Topped off with some very arbitrary logic about the rules of passing in and out of other dimensions, a similar annoyance to the later Nightmare on Elm Street films - when anything is possible and everything onscreen could be a dream, it's hard to know or care what's happening by the end.
Still, I enjoyed the various trips to Hell, and that Hong Kong is still dabbling in horror. Also interesting that this had a female director, Caroline Lai.
Naraka 19 isn't on DVD in the UK or US. I got this from YesAsia.
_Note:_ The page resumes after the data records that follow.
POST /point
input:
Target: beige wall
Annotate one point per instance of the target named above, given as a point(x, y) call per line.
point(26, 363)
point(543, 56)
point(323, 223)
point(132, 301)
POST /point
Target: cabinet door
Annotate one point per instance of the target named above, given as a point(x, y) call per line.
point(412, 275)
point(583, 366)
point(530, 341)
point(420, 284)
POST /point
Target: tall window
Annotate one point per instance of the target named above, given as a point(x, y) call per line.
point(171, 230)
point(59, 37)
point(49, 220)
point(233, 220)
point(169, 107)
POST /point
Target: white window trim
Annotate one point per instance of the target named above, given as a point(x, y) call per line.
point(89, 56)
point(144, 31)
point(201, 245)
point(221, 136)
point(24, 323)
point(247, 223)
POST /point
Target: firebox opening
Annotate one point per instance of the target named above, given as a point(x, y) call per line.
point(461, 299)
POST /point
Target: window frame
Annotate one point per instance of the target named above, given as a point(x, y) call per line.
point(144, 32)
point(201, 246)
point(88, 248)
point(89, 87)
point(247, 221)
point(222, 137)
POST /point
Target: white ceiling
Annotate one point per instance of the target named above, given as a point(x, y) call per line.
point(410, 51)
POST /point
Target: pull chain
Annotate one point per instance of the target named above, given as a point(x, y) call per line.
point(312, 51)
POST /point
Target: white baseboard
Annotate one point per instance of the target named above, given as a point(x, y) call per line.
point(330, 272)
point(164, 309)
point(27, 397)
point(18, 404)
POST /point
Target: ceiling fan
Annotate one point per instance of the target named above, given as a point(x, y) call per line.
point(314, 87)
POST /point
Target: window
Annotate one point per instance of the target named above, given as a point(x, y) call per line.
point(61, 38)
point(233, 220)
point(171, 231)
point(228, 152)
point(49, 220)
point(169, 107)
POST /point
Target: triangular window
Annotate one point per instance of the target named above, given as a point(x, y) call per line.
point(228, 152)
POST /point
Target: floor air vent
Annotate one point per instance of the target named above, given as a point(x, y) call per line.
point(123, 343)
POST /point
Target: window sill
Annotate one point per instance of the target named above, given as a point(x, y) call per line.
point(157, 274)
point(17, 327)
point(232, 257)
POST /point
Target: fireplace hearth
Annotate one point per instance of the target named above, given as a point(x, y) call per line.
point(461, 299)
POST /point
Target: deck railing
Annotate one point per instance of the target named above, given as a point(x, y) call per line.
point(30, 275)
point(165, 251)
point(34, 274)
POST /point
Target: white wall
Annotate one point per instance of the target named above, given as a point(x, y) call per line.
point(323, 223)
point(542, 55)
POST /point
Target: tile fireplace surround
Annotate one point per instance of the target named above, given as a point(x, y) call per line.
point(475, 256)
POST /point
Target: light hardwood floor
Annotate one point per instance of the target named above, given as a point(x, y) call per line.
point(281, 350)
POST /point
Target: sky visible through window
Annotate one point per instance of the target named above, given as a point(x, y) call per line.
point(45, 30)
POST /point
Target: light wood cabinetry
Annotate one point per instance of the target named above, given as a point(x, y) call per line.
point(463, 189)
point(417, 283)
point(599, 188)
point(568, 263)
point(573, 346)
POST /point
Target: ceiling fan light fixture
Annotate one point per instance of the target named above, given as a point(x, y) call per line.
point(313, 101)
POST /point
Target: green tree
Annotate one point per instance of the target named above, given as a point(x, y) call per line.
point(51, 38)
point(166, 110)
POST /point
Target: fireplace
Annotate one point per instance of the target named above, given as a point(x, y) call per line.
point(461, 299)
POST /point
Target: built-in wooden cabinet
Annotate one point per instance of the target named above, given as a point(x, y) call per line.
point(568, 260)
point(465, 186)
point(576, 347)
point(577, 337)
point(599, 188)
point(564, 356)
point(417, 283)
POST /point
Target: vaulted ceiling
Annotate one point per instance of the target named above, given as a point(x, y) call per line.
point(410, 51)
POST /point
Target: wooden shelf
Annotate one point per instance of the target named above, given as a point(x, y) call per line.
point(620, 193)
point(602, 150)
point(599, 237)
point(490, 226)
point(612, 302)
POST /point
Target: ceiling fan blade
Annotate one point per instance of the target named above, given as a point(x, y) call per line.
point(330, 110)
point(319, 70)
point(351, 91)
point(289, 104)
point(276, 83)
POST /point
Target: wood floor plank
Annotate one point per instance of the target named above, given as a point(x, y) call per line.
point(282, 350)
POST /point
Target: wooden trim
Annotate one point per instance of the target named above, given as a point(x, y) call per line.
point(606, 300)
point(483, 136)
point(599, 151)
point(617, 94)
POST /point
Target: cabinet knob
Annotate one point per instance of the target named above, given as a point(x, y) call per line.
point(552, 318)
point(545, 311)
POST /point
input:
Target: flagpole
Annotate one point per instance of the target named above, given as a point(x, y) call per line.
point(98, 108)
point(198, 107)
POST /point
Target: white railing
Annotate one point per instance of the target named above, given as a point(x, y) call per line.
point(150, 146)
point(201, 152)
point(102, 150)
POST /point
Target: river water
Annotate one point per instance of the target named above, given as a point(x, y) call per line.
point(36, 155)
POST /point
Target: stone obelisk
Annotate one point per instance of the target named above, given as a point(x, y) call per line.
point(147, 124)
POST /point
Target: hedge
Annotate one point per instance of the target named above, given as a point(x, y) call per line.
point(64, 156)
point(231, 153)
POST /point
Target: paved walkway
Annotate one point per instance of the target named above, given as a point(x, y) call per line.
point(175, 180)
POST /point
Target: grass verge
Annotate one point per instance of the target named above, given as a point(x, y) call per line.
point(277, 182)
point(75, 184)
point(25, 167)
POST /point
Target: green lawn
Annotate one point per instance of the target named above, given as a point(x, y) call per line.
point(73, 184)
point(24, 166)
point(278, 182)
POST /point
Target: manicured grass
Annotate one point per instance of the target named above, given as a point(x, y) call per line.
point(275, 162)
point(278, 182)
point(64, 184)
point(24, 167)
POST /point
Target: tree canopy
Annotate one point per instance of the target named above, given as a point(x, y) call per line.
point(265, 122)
The Hong Kong DVD (pictured) is a good-looking 2.35 anamorphic widescreen transfer, with unobtrusive removable English subtitles, though a little loosely translated at times. There's also a trailer and a half-hour behind the scenes programme (no subtitles on the extras though).
More frame grabs at Twisted Flicks and another review at Love HK Film.
Here's a subtitled trailer on YouTube...
Brave of you to watch this Mark, a starring vehicle for talentless ex-Twin Gillian Chung (just prior to the "explicit photographs scandal" that saw her take a 3 year break) with her equally annoying former partner Charlene Choi seemingly making a cameo. I don't really watch HK films anymore, and this certainly isn't one I'd make an exception for.
ReplyDeleteThat said, while I didn't see director Lai's previous film, THE THIRD EYE (2006), I can recommend her earlier THE FLOATING LANDSCAPE (2003) starring the luminous Karena Lam, a fine actress who might have a decent career if the region's industry had made some half-respectable films for her to appear in.
Lai initially attracted attention (at least in HK, where praise is rather too easily lavished on anyone with pretensions to being 'a serious artst' regardless of them having any genuine talent) with her 2001 indie debut GLASS TEARS, though its main appeal lies in a final moving performance from former Shaw Bros star Lo Lieh...you don't always realise when you look back at those old 70's flicks that some of those guys could REALLY act.
I'll certainly check out FLOATING LANSCAPE. Despite the unchallenging performances, it was the bravura use of effects that kept me watching.